Routine measurements will resume; nuclear expert calls decision "staggering"

The U.S. government has abandoned efforts to monitor elevated levels of radiation that infiltrated the nation's water and milk in the wake of a nuclear catastrophe in Japan.

The U.S. Environmental Protection Agency has faced stiff criticism for its slow and spotty monitoring of radioactive iodine, cesium and other materials that were ejected into the atmosphere after the Fukushima nuclear power plant was struck by a tsunami in early March. The material fell on the United States in rainwater and was ingested by cows, which passed it through into their milk.

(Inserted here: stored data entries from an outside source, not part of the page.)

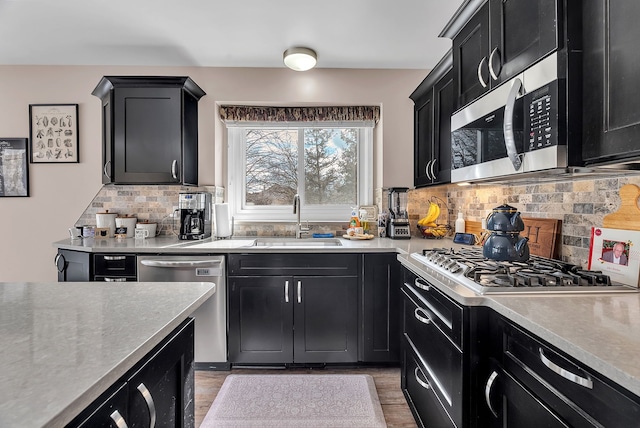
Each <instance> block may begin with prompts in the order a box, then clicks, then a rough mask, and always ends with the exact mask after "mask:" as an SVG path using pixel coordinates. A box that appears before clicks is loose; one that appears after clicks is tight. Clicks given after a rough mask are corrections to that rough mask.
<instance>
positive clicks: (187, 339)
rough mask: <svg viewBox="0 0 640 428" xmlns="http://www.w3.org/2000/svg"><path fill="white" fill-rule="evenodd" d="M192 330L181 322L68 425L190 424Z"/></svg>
mask: <svg viewBox="0 0 640 428" xmlns="http://www.w3.org/2000/svg"><path fill="white" fill-rule="evenodd" d="M193 332H194V322H193V320H192V319H190V320H188V321H185V322H184V323H183V324H182V325H181V326H179V327H178V328H176V329H175V330H174V331H173V332H172V333H171V334H170V335H169V336H168V337H167V338H166V339H165V340H164V341H163V342H162V343H161V344H160V345H158V346H157V347H156V348H154V349H153V350H152V351H151V352H150V353H149V354H148V355H147V356H146V357H145V358H144V359H143V360H142V361H140V362H139V363H138V364H137V365H136V366H135V367H134V368H133V369H131V371H130V372H129V373H128V374H126V375H125V376H123V377H122V379H121V380H119V381H118V382H116V383H115V384H114V385H113V386H112V387H111V388H109V389H108V390H107V391H106V392H105V393H104V394H102V396H101V397H99V398H98V399H97V400H96V401H95V402H94V403H93V404H91V405H90V406H89V407H88V408H87V409H85V410H84V411H83V412H81V413H80V415H78V416H77V417H76V418H75V419H74V420H73V421H72V422H71V423H69V424H68V425H67V427H83V428H84V427H87V428H89V427H91V428H93V427H121V426H128V427H131V428H133V427H144V428H146V427H154V426H155V427H167V428H168V427H171V428H193V427H194V424H195V421H194V388H193V385H194V377H193V376H194V375H193ZM118 421H119V424H118ZM125 424H126V425H125Z"/></svg>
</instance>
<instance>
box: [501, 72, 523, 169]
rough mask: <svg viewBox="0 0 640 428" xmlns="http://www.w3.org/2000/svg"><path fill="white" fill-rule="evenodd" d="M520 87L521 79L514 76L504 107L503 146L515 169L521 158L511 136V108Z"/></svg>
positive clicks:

Radiation levels in some milk and rain samples have exceeded normal long-term federal drinking water standards, but EPA officials have described the levels as almost completely safe. Anti-nuclear power activists have accused the federal government of downplaying the health risks in an effort to protect the nuclear power industry and predicted that the radioactive isotopes will lead to a rash of cancers.

Now, less than two months after the nuclear disaster began to unfold, the EPA is abandoning most of its additional radiation monitoring activities. Recent monitoring has continued to detect the radiation in the North American environment, though at declining levels.

"Due to the consistent decrease in radiation levels across the country associated with the Japanese nuclear incident," the agency said in a statement Thursday, "EPA has returned to the routine RadNet sampling and analysis process for precipitation, drinking water and milk."

That means that the agency will return to testing radiation levels in rainwater, drinking water and milk every three months. The next such tests are planned in August.

Additionally, the EPA said it is "evaluating the need" for additional radiation air monitors that were deployed around the nation after the nuclear accident.

The lack special monitoring efforts will make it more difficult for residents to assess the local hazards of the Japanese disaster. Critics lambasted the decision Thursday.

"I really am horrified," said Daniel Hirsch, a nuclear policy lecturer at the University of California, Santa Cruz. "It's quite staggering and it seems to be part of the pattern of the EPA trying to make sure that there are no measurements that could cause people to be concerned."